Кем он только не бывал! Племянником главного режиссера, которого дядя просил подождать в фойе. Пока контролерша сомневалась в непреложной истине, на скромного племяша напирала и возмущалась разная сволочь с билетами… Племяш начинал нервничать: «Дядя просил его подождать…» – и как бы невзначай подзадоривал билетников локоточком. Контролерши не любят скандалистов. На «ентих, которые прут и людям на головы садятся», обращался их праведный гнев, а племяша нежно сажали на стульчик и не могли надивиться, как быстро он исчезал в толпе, вероятно, отыскав своего дядю… Но иногда перед контролером возникал одинокий печальный иностранец, отставший от группы. Он был такой потерянный в этой варварской толпе, так страдательно выговаривал русские слова, словно они причиняли ему зубную боль.
Игорь не знал ни одного иностранного языка, но басурманский акцент подделывал замечательно. Как-то, во время коллективной гульбы на одной московской квартире, он вооружился справочником Союза писателей и перебаламутил половину поэтической Москвы, называясь по телефону венгерским переводчиком Золтоном Дьегошем и предлагая известным поэтам написать стихотворение для венгеро-русской антологии, посвященной 1000-летию крещения Руси. Предложение было настолько бессмысленным, что почти все в него поверили. Я не сомневаюсь, что сокровищница нашей духовной поэзии обогатилась за те дни, когда мы пили, сквернословили и мотались в таксопарк за водкой (ночных палаток тогда еще не было).
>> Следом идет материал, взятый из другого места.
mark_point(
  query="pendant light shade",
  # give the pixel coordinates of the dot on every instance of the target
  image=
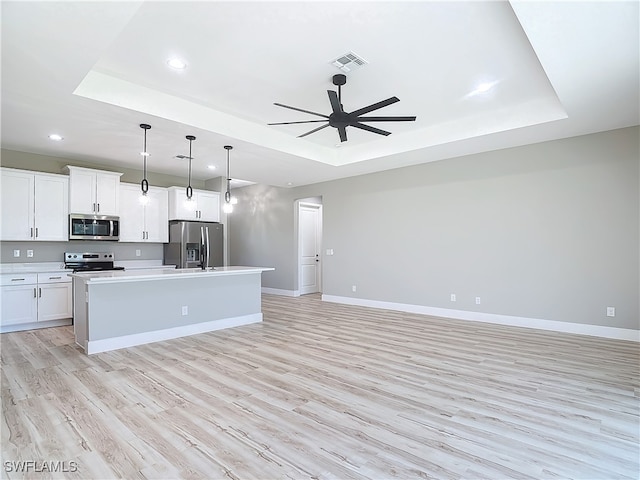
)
(191, 138)
(227, 207)
(144, 184)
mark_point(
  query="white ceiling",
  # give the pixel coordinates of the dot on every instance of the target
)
(93, 71)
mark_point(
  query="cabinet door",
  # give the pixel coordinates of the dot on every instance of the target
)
(107, 194)
(17, 205)
(131, 214)
(19, 305)
(54, 301)
(51, 208)
(82, 192)
(209, 206)
(156, 216)
(179, 208)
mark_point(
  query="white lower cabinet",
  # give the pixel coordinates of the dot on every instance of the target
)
(35, 298)
(144, 223)
(54, 297)
(19, 304)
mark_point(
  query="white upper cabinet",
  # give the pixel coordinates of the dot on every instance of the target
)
(144, 223)
(93, 191)
(34, 206)
(204, 207)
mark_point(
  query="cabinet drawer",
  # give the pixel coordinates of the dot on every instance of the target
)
(55, 277)
(7, 279)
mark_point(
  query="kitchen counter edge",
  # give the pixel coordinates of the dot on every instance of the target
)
(164, 274)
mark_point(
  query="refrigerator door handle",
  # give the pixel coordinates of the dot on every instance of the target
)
(206, 246)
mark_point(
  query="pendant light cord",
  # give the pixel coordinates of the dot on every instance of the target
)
(227, 194)
(191, 138)
(145, 183)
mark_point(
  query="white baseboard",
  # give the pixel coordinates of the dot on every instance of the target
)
(18, 327)
(278, 291)
(125, 341)
(536, 323)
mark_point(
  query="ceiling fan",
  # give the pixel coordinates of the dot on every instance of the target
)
(340, 119)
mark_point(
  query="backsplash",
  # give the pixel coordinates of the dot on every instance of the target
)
(54, 251)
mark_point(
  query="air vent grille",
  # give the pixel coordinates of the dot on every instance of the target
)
(348, 62)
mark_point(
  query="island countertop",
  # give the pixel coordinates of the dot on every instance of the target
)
(110, 276)
(119, 308)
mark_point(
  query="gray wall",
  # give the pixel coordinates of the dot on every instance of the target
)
(547, 231)
(54, 251)
(43, 163)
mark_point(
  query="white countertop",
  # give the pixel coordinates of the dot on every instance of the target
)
(164, 274)
(35, 267)
(50, 267)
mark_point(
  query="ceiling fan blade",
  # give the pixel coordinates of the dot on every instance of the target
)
(313, 131)
(335, 102)
(369, 128)
(342, 130)
(386, 119)
(301, 110)
(375, 106)
(291, 123)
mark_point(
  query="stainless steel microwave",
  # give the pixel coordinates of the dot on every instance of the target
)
(94, 227)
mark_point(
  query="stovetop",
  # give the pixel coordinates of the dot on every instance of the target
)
(90, 261)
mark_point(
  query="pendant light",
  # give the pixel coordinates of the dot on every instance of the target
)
(144, 185)
(228, 204)
(191, 138)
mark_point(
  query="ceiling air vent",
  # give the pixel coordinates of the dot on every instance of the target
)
(348, 62)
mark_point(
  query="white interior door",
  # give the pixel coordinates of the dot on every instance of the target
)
(309, 239)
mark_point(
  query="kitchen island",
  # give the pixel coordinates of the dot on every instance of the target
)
(118, 309)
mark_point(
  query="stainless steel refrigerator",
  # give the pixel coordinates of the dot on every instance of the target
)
(193, 243)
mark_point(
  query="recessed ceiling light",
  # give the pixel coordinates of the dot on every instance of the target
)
(482, 88)
(176, 63)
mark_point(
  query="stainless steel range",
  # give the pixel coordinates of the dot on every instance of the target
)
(90, 261)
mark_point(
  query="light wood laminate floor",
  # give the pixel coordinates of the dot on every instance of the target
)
(325, 391)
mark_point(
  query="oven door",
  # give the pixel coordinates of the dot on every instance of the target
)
(93, 227)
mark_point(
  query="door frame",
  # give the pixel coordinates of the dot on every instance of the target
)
(299, 204)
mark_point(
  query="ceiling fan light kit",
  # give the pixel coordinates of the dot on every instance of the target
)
(340, 120)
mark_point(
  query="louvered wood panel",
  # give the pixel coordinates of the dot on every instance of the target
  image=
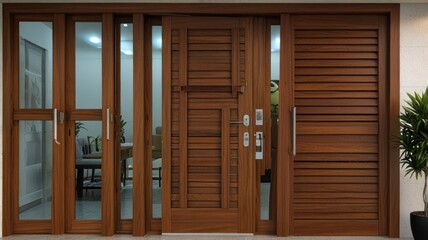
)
(337, 84)
(208, 70)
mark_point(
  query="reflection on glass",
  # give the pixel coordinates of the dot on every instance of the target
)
(126, 108)
(267, 185)
(88, 170)
(35, 65)
(88, 65)
(35, 170)
(157, 122)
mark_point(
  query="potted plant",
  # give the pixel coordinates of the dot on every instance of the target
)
(413, 143)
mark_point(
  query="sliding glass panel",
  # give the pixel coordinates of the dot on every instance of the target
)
(156, 121)
(88, 169)
(266, 181)
(35, 170)
(126, 108)
(88, 65)
(35, 65)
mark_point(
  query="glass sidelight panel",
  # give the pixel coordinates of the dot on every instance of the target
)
(126, 111)
(88, 65)
(35, 170)
(88, 169)
(156, 121)
(266, 181)
(35, 65)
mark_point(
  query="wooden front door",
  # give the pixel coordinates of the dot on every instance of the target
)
(339, 155)
(208, 166)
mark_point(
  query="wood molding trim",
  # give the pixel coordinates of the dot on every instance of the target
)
(108, 193)
(257, 9)
(138, 192)
(394, 126)
(7, 124)
(58, 203)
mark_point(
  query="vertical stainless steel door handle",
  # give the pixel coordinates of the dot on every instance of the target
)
(293, 147)
(108, 123)
(55, 130)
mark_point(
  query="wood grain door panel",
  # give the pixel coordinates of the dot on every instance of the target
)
(339, 92)
(208, 82)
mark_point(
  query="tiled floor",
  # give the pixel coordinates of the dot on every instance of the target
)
(128, 237)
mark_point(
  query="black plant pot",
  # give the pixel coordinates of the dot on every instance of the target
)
(419, 224)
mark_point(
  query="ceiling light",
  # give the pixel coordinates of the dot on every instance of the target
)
(95, 40)
(128, 52)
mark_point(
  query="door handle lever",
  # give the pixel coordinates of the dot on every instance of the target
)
(55, 130)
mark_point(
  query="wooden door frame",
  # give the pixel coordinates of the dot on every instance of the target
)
(392, 11)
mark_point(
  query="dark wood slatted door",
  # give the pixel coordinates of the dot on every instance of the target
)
(207, 168)
(339, 91)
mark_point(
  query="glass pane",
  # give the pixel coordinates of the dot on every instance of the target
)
(266, 184)
(126, 108)
(35, 65)
(88, 169)
(157, 121)
(88, 65)
(35, 170)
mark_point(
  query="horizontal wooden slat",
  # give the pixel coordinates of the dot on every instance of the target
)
(199, 66)
(209, 32)
(335, 41)
(336, 172)
(336, 63)
(336, 22)
(329, 94)
(336, 55)
(209, 74)
(341, 227)
(335, 157)
(335, 102)
(336, 87)
(336, 48)
(219, 220)
(337, 110)
(304, 128)
(337, 200)
(204, 204)
(336, 165)
(318, 179)
(204, 153)
(335, 208)
(354, 71)
(210, 82)
(333, 216)
(337, 118)
(326, 33)
(337, 195)
(204, 162)
(331, 187)
(204, 197)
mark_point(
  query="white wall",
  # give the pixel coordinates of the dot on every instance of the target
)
(414, 76)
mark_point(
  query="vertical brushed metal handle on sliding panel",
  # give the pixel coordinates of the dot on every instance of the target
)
(56, 126)
(293, 121)
(108, 124)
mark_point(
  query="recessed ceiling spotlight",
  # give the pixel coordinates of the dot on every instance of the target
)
(128, 52)
(95, 40)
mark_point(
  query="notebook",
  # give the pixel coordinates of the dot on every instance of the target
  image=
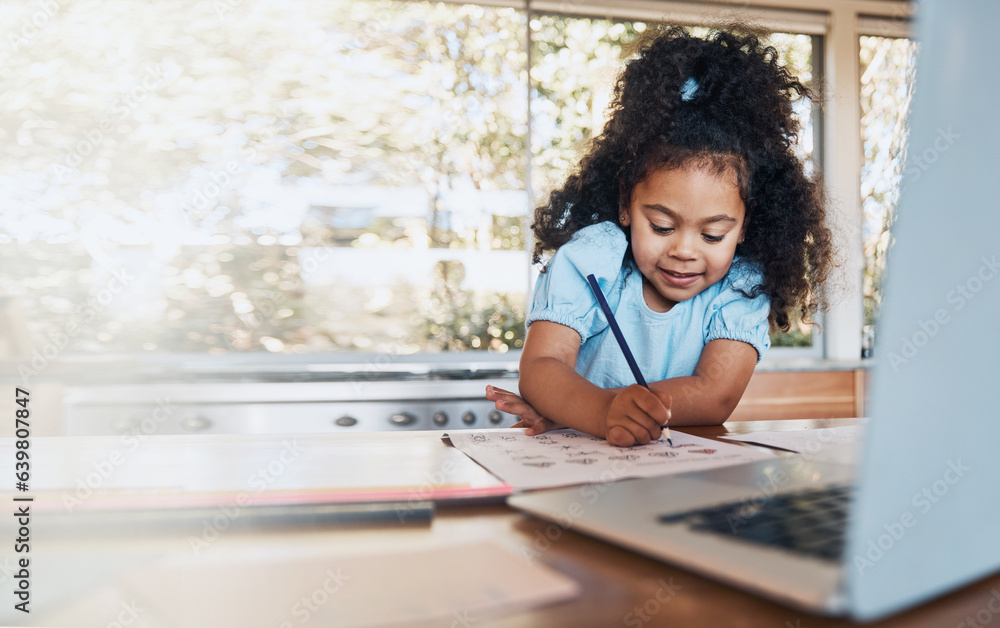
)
(912, 512)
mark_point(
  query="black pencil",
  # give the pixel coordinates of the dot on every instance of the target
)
(603, 302)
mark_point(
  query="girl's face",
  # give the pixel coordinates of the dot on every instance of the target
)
(685, 224)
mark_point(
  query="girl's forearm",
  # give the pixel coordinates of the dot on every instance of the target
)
(695, 401)
(561, 394)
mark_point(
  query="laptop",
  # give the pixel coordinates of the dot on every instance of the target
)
(914, 511)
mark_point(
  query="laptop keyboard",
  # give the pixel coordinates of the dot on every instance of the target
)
(810, 521)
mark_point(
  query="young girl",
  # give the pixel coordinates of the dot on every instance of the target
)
(695, 215)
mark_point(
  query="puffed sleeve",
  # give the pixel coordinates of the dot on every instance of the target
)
(563, 295)
(733, 316)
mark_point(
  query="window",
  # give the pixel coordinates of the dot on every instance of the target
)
(293, 178)
(887, 73)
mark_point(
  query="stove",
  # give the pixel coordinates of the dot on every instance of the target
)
(289, 399)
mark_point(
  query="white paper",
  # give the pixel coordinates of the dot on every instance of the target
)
(463, 584)
(565, 457)
(803, 441)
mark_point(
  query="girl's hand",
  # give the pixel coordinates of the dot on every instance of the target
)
(635, 417)
(510, 403)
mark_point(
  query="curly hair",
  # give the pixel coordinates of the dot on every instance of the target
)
(739, 118)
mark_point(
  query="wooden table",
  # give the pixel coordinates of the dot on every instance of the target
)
(618, 587)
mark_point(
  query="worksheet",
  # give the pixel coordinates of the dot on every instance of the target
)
(565, 457)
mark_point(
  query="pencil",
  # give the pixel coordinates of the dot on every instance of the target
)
(621, 339)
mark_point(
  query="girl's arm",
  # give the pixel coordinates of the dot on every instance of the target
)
(631, 415)
(549, 383)
(710, 395)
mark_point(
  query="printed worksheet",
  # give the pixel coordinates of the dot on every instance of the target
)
(564, 457)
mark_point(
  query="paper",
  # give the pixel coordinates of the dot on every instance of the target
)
(464, 584)
(564, 457)
(803, 441)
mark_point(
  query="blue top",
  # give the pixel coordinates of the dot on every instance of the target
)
(665, 344)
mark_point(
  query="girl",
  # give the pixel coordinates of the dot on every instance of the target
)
(695, 215)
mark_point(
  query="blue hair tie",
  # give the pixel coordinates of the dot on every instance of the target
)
(689, 89)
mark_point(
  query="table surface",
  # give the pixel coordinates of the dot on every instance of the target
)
(618, 587)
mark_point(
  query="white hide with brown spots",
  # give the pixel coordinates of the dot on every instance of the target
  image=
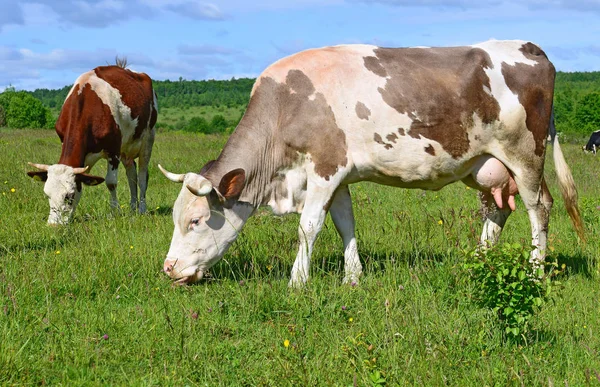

Но этот же Игорь Меламед влюблялся во всех женщин одновременно – с такой испепеляющей страстью, что они не выдерживали натиска и… сбегали. Редкая студентка Литинститута миновала этого неукротимого огня, сжигающего всякое нечистое представление о женщине. С какими-то из Игоревых изольд и джульетт мне затем доводилось иметь довольно тесные отношения, и каждый раз я испытывал неприятное чувство, что нанят дровосеком на пепелище – такими скучными были эти дела после того огня…
- Что просиял над целым мирозданьем
- И в ночь идет, и плачет, уходя…
Как-то он до беспамятства влюбился в Тамару Г., из той добрейшей породы студенческих гетер, с которыми в общежитии на Добролюбова только Добролюбов не переспал. Конечно, Тамара была польщена стать музой такого авторитетного в институте поэта. Но и она не выдержала, когда Игорь в сотый раз трагическим голосом произнес слово «Вечность». Она сбежала из нашей комнаты, как все прежние музы. Однако за всякой беглянкой Игорь бросался в боевой поход. В его поэтической голове не было места для той простой мысли, что дама не хочет или не может. Там не купидоны чирикали, но ревели Эрос с Танатосом. Они требовали объяснения: отчего великая страсть не находит выхода, почему она обречена томиться в тесной клетке «бедного организма»? Но Тамара не знала на это ответа. Она не имела опыта общения с Эросом и Танатосом и элементарно по-бабьи испугалась. Игорь молотил по двери ее комнаты до тех пор, пока Танатос безвольно не повис на своих цепях, а Эрос, стеная, не отлетел прочь. Затем он поплелся в наш 602-й номер и повалился на кровать. Я читал «Лолиту» Набокова в слепой ксерокопии и по-садистски даже не взглянул в его сторону.
Странно: первые настоящие стихи он написал на втором курсе, но и до того никто в институте не сомневался, что Игорь – поэт от Бога. Над ним посмеивались, его театральные жесты бесили и меня, но самая темная узбечка в нашем многонациональном институте, едва привыкавшая ходить без чадры среди мужчин, прекрасно знала: Игорь – Поэт! Было в нем нечто, не позволявшее думать иначе. И когда на своем столе я нашел «случайно» оставленный лист со стихами о маме и музыке, что «словно пыльца мотылька, упорхнувшего в недостижимые страны», и о маминой ноше, что «для Моцарта слишком легка, а для прочих она непосильна и странна», – я, ничего не говоря, обнял и поцеловал своего товарища, и мы, ничего не говоря, пошли в ближайший магазин, без лишних слов понимая, что не обмыть это случившееся на наших глазах чудо – «Рождение Поэта» (кстати, так называлась наша с ним любимая книга Георгия Блока о молодости Фета) – было бы последним свинством.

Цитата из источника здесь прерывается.